La salle, éclairée par les lueurs capricieuses du morceau de bois résineux, présente un curieux tableau.
Pendant les préparatifs du repas, un turc est entré et s’est accroupi silencieusement dans un coin. Puis un autre est venu s’accroupir auprès du premier ; puis un troisième, un quatrième, un cinquième, si bien qu’ils sont déjà plus de vingt nous examinant tous dans la même attitude de curiosité silencieuse. La nouvelle que des Frenks sont arrivés au village s’est répandue de porte en porte, et comme c’est ici chose rare, on vient nous contempler. Et la chambre est déjà pleine que d’autres paysans surviennent encore et s’entassent au milieu des premiers. C’est chose étonnante comme une petite pièce peut contenir de turcs ! sur le palier restent les plus timides, et, au fond, dans l’ombre, se dessinent les formes des femmes enveloppées du féredjé et du yachmak.
Les vacillements de la flamme se jouent bizarrement sur ces costumes bariolés, sur les ceintures, sur les casaques multicolores, sur les turbans d’aspect différent. C’est une richesse de tons inouïe qu’offrent les vêtements de ces pauvres gens.
Le mouktar a enfin terminé la laborieuse préparation du café. Il nous offre les premières tasses, puis il en donne également une tasse à chacune des personnes qui se trouvent dans la salle. C’est l’usage ; c’est la bienvenue que paye le voyageur.

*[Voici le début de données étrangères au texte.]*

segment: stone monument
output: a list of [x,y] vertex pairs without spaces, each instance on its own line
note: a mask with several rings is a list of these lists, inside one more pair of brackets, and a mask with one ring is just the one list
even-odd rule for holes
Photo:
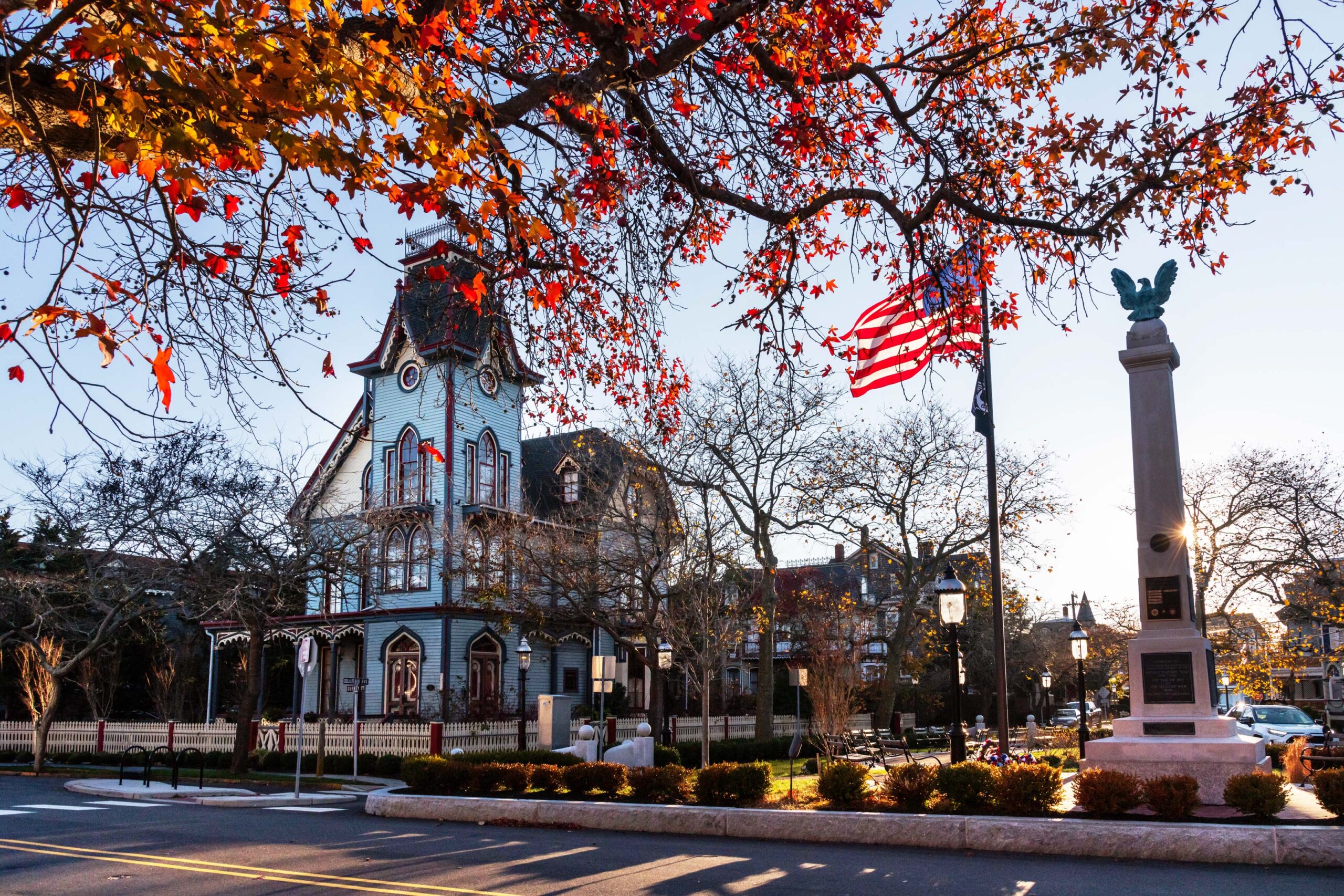
[[1160,320],[1176,262],[1159,269],[1156,284],[1141,278],[1141,288],[1118,269],[1111,280],[1134,322],[1120,363],[1129,373],[1142,628],[1129,642],[1130,716],[1114,721],[1113,737],[1090,741],[1079,764],[1141,778],[1193,775],[1200,798],[1218,803],[1231,775],[1267,772],[1270,760],[1263,741],[1218,716],[1214,650],[1195,620],[1172,390],[1180,355]]

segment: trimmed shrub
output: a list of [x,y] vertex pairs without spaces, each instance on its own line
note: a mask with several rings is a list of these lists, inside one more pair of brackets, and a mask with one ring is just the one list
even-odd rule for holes
[[630,795],[640,803],[685,803],[691,800],[691,772],[681,766],[632,768]]
[[1124,815],[1144,805],[1144,782],[1114,768],[1089,768],[1074,776],[1074,802],[1085,813]]
[[1288,782],[1274,774],[1232,775],[1223,787],[1223,802],[1259,819],[1273,818],[1288,806]]
[[465,794],[473,787],[473,766],[442,756],[407,756],[402,761],[402,780],[417,794]]
[[548,749],[487,749],[478,753],[460,753],[449,759],[478,766],[501,763],[505,766],[578,766],[582,759],[573,753],[552,753]]
[[1046,763],[1009,763],[995,772],[995,806],[1005,815],[1044,815],[1063,799],[1059,770]]
[[1149,778],[1144,782],[1144,805],[1159,818],[1189,818],[1200,806],[1199,782],[1191,775]]
[[931,766],[906,763],[887,772],[884,790],[887,799],[903,813],[921,813],[929,806],[938,786],[938,772]]
[[695,778],[695,802],[702,806],[741,806],[770,792],[769,763],[715,763]]
[[1316,802],[1337,818],[1344,818],[1344,768],[1322,768],[1312,775]]
[[543,794],[554,794],[564,783],[559,766],[532,766],[532,787]]
[[995,767],[974,760],[938,770],[938,790],[958,813],[981,811],[995,802]]
[[[766,740],[753,740],[749,737],[735,737],[732,740],[711,740],[710,741],[710,761],[711,763],[753,763],[762,759],[788,759],[789,757],[789,744],[793,743],[793,735],[782,735],[780,737],[767,737]],[[681,764],[687,768],[698,768],[700,766],[700,741],[685,740],[677,741],[675,748],[681,753]],[[800,757],[816,756],[816,744],[802,741],[802,752]]]
[[653,764],[656,767],[680,766],[681,753],[675,747],[664,747],[663,744],[653,744]]
[[855,763],[828,763],[817,778],[817,795],[835,806],[862,803],[868,798],[868,772]]
[[620,763],[579,763],[564,770],[564,788],[577,796],[594,790],[616,796],[625,787],[626,772]]

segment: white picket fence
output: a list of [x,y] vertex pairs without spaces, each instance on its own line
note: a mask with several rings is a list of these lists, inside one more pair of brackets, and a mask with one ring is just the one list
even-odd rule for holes
[[[645,720],[618,718],[616,722],[617,740],[636,736],[636,728]],[[570,728],[570,737],[578,737],[579,726],[583,722],[575,720]],[[103,752],[120,753],[128,747],[138,745],[146,749],[155,747],[172,747],[185,749],[195,747],[202,752],[211,749],[231,751],[234,748],[235,728],[230,722],[214,724],[187,724],[187,722],[54,722],[47,733],[47,751],[52,753],[66,752]],[[700,717],[675,717],[671,721],[677,741],[699,741],[702,739]],[[855,716],[849,720],[849,728],[872,726],[871,716]],[[806,722],[802,725],[806,731]],[[792,735],[794,731],[793,716],[775,716],[774,733]],[[656,735],[657,732],[655,732]],[[754,737],[755,716],[711,716],[710,740]],[[317,722],[304,725],[305,753],[316,753],[319,739],[321,737]],[[517,747],[517,721],[504,720],[493,722],[359,722],[359,752],[360,755],[395,753],[398,756],[415,756],[431,752],[434,740],[438,739],[438,749],[444,753],[461,748],[466,752],[484,749],[512,749]],[[296,722],[262,722],[257,728],[257,747],[261,749],[293,751],[298,743],[298,725]],[[351,722],[327,722],[325,751],[331,756],[349,756],[355,743],[355,725]],[[527,722],[528,747],[536,745],[536,721]],[[32,722],[5,721],[0,722],[0,749],[32,749]]]

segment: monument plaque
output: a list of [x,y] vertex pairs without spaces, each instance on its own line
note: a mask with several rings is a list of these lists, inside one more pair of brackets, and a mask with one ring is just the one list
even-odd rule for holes
[[1180,576],[1149,576],[1144,597],[1149,619],[1180,619]]
[[1142,654],[1145,704],[1193,704],[1195,662],[1191,654]]

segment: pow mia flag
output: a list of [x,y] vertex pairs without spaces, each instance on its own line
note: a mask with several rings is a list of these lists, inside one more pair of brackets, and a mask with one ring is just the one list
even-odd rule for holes
[[976,418],[976,432],[988,439],[995,429],[995,413],[989,408],[989,389],[985,383],[985,369],[980,367],[976,377],[976,393],[970,398],[970,414]]

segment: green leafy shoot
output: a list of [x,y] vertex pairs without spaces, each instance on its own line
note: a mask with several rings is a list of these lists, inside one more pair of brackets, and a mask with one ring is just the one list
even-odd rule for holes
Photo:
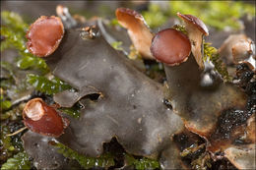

Toute glace est alors rompue. Les conversations s’engagent. Les uns jettent de longs regards de convoitise sur nos armes et se communiquent leurs impressions en hochant la tête en signe d’admiration. Quelques-uns s’enhardissent jusqu’à y toucher et, encouragés par notre silence, ils les palpent, les retournent, se les passent. Ces paysans ont des naïvetés d’enfants. Dans un coin, j’avais jeté mes bottes, de grandes bottes à l’écuyère. Ah ! ces bottes, que de regards d’envie venaient s’abattre sur elles ! L’un d’eux, n’y tenant plus, me demande à en essayer une. Je lui dis oui, et aussitôt cette botte circule par la pièce, chacun l’essaye à son tour, puis tend la jambe à son voisin qui le déchausse, et ainsi de suite. C’était un comique spectacle.
D’autres viennent nous demander des médicaments. Ils nous consultent sur leurs maladies. C’est chez eux tous une opinion dont il est impossible de les faire démordre que chaque Frenk est un médecin. On s’efforce à les dissuader ; c’est peine perdue ; ils continueront à implorer votre science jusqu’à ce que vous leur ayez indiqué un remède ou donné un médicament, quel qu’il soit. Vous leur donneriez à avaler une cuillerée même d’eau pure, qu’ils se retireraient satisfaits, et qu’il ne serait pas étonnant qu’ils se trouvassent guéris par un effet magnétique, tant leur foi est robuste dans la science du Frenk ! Nous en avons eu ce jour-là précisément une preuve. Un vieux turc à longue barbe blanche vint nous demander un remède pour son fils, le meilleur chasseur du village et sur lequel nous comptions pour le lendemain ; ce malheureux souffrait d’une dysenterie continue depuis plusieurs jours, et restait couché. Nous donnons au vieillard un morceau de sucre imbibé d’eau-de-vie. Il l’enveloppe soigneusement dans un chiffon de papier, et court porter à son fils ce remède primitif sur l’efficacité duquel aucun de nous ne comptait. Effet étonnant : le lendemain matin le jeune turc était guéri, et, sans nulle autre rechute, il prit brillamment sa part à notre chasse fatigante. O la foi !
Ces braves gens auraient bien passé toute la nuit à bavarder si l’iman, qui était venu aussi se joindre à eux, n’eût enfin donné le signal du départ.
On nous apporte alors quelques petits matelas bien minces, bien étroits, et des couvertures. On jette cela sur le plancher, et nous nous étendons tout habillés en allongeant les pieds vers le foyer.
Nous allons donc pouvoir prendre un peu de repos bien mérité après la longue course que nous venons de faire ! Hélas ! la fatigue a beau être grande, elle ne peut triompher des insectes parasites qui pullulent dans les matelas et les couvertures, qui se glissent sous nos vêtements et s’y trémoussent désordonnément.
On ne peut se faire une idée de la vermine que renferment ces villages de l’intérieur et avec laquelle ces bons turcs vivent fraternellement. Le temps qu’ils n’emploient pas à fumer leur cigarette, ils le passent à se chercher les puces. Si encore ils les exterminaient ! Mais, après les avoir saisies avec dextérité entre le pouce et l’index, ils les placent délicatement à terre, et l’animal s’empresse de sauter sur le voisin.